Control. I will not give it up. I will not let go. Once I have control of something you will have to pry it from my cold, dead hands. This pertains to intellectual property as well as physical. If I say I am making dinner, do not come into the kitchen and make suggestions as I am cooking. If I am driving, do not give me directions or suggestions or use that imaginary brake that all my passengers insist is there. If I have the remote, do not attempt to come near me or even make a suggestion that I change the channel. You will die. If I have an idea or am starting a project, don't attempt to come swooping in with your ideas that will make my idea or project more workable. I don't care if it will make my life easier. I thank you for your suggestion, but back off, buddy.
And then there's the little things that people have a problem with that I don't. Let's go over the list quickly, ok?

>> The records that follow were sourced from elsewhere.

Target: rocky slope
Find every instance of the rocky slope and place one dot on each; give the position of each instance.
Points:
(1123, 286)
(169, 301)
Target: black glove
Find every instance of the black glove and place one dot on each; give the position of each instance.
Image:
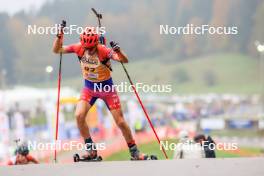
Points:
(115, 46)
(61, 27)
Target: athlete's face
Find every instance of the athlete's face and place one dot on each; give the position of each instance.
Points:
(21, 159)
(92, 50)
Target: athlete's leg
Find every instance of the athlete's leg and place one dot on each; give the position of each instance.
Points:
(113, 103)
(122, 124)
(80, 115)
(83, 107)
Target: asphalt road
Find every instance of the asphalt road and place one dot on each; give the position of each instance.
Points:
(205, 167)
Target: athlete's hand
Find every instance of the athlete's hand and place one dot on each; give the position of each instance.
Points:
(60, 29)
(115, 46)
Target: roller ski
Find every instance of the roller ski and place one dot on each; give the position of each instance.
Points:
(90, 157)
(144, 157)
(137, 156)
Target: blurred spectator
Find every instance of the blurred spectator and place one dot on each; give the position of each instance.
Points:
(207, 144)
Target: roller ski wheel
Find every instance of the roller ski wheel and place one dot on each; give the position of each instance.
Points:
(77, 158)
(144, 157)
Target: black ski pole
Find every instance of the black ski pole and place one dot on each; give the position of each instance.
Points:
(58, 95)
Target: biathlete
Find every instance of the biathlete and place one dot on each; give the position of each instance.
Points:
(96, 70)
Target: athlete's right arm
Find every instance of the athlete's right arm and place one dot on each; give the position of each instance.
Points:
(57, 46)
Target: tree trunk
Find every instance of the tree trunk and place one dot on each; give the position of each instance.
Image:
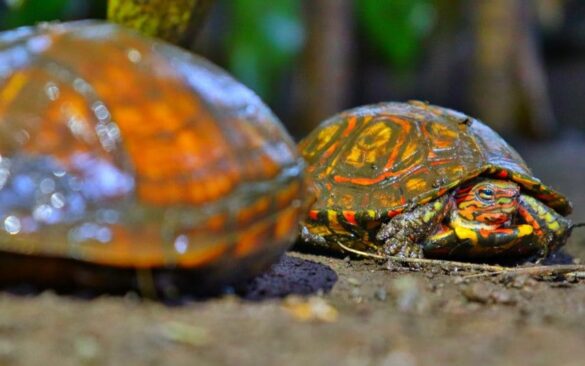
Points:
(176, 21)
(509, 88)
(325, 73)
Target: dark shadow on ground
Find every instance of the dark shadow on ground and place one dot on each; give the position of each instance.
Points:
(290, 276)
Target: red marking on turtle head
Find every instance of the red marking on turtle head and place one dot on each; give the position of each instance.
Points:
(488, 201)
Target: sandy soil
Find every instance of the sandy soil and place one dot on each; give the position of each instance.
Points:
(315, 309)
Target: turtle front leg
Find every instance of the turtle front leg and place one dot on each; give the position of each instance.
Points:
(551, 230)
(403, 235)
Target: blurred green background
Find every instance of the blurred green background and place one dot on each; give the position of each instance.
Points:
(517, 64)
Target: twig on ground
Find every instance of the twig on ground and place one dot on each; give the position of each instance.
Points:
(485, 269)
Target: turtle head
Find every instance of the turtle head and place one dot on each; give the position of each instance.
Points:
(490, 202)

Yes, I have to pee almost hourly. I can't help it, stop making fun of it. Yes, I wear black every day. All black. Don't buy me pink shirts for my birthday. I won't wear them. Don't suggest a day of shopping together, the kind of day where you will point out all the brightly colored clothes and remark how wonderful they would look on me. Not gonna happen. Don't assume my choice of wardrobe reflects my life. It does not. Just because you wear green shirts and purple pants with your red hair and blue makeup, I do not assume you are a circus clown. Yes, I am extremely confrontational with complete strangers but not with my family. This has been pointed out to me many times and I do not consider this a quirk. It's called self-preservation. The sound of chairs scraping across a floor will drive me nuts. I cannot stand to have more than one noise going on at the same time. I get up at 4:30 a.m. I hate pets. I don't look people in the eye when I talk to them. I feel every milk container before I pick one out to buy because I think that if the container feels like its bloated, the milk is bad. I will never use the first or last stall in a public bathroom. I can only sit in the end seat in movie theaters.
Oh, and I tend to run on and on and on, not really knowing when or how to end a thought.